Yargıtay Başkanlığı tarafından yayınlanan “Yargıda Şeffaflığa İlişkin İstanbul Bildirgesi ve Taslak Uygulama Tedbirleri” metninin “İlke 3” başlıklı bölümünde yargının, kendi sistemine erişimi kolaylaştırması anlatılırken, son tümce olarak yer alan ibare, Baromuzun kaygısına neden olan bir içerik taşımaktadır.
Metinde; “ Mahkemeler, avukatlık yetkisi olmayan uygun kişilerin mahkeme nezdinde tarafları temsil etmesine izin verebilir” denilmektedir.

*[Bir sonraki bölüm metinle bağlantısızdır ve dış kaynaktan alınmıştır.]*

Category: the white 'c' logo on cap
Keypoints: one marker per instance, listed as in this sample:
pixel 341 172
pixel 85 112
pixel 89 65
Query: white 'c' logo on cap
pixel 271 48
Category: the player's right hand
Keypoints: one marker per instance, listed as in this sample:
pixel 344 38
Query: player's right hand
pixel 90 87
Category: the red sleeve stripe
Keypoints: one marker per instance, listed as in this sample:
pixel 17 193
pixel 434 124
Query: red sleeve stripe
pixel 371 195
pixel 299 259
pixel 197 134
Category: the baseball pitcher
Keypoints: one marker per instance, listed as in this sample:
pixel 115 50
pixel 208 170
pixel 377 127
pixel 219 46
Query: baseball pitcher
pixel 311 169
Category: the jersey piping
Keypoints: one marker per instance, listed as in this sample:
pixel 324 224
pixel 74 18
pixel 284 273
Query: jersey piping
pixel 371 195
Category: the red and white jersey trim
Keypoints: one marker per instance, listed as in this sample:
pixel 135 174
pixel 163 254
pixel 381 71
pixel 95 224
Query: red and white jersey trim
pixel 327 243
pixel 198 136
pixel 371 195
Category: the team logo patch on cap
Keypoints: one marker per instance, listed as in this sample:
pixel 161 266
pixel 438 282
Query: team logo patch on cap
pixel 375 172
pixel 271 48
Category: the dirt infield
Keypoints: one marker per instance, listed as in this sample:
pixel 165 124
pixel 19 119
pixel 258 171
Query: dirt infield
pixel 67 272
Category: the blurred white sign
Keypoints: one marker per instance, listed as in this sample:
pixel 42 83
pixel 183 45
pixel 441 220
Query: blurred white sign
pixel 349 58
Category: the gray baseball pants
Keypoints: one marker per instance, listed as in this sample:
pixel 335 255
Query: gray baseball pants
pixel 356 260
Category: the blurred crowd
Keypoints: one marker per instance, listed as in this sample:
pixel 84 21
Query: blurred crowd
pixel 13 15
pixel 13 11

Bu, hukukun temel ilkelerine ve Avukatlık Kanununa açıkça aykırıdır. Avukatlık yetkisinin, bu sıfatı taşımayanlar tarafından kullanılmasının cezai yaptırımlar içerdiği, açıkça düzenlenmiş olmasına karşın, Yargıtay gibi Yüksek Yargı Organı adına yapılan bu açıklama, ciddi bir kaygı doğurmuştur. Kanunun suç saydığı, hukuka da uygun olan bir düzenlemeye rağmen, mesleğimizin “uygun kişiler” tarafından da yapılabileceğine ilişkin bir “izin” mekanizmasının öngörülmüş olması, avukatlar için bu aşamada “kaygıyı” duymaktan öte gidişatın vahametini ortaya koymaktadır.
Ancak bilinmelidir ki, Yargıtay tarafından bu kaygının giderilmemesi, Baroların çok ciddi tepkilerinin haklı nedeni olmaya dönüşecektir. Avukatlık mesleğinin, son yıllarda özellikle de iş alanlarının daraltılması ve “ikame edilebilir yeni meslekler (!) ihdası” suretiyle getirildiği nokta, bu türden yaklaşımlar karşısında şimdi hangi tehditlerle de karşı karşıya olduğunu göstermektedir.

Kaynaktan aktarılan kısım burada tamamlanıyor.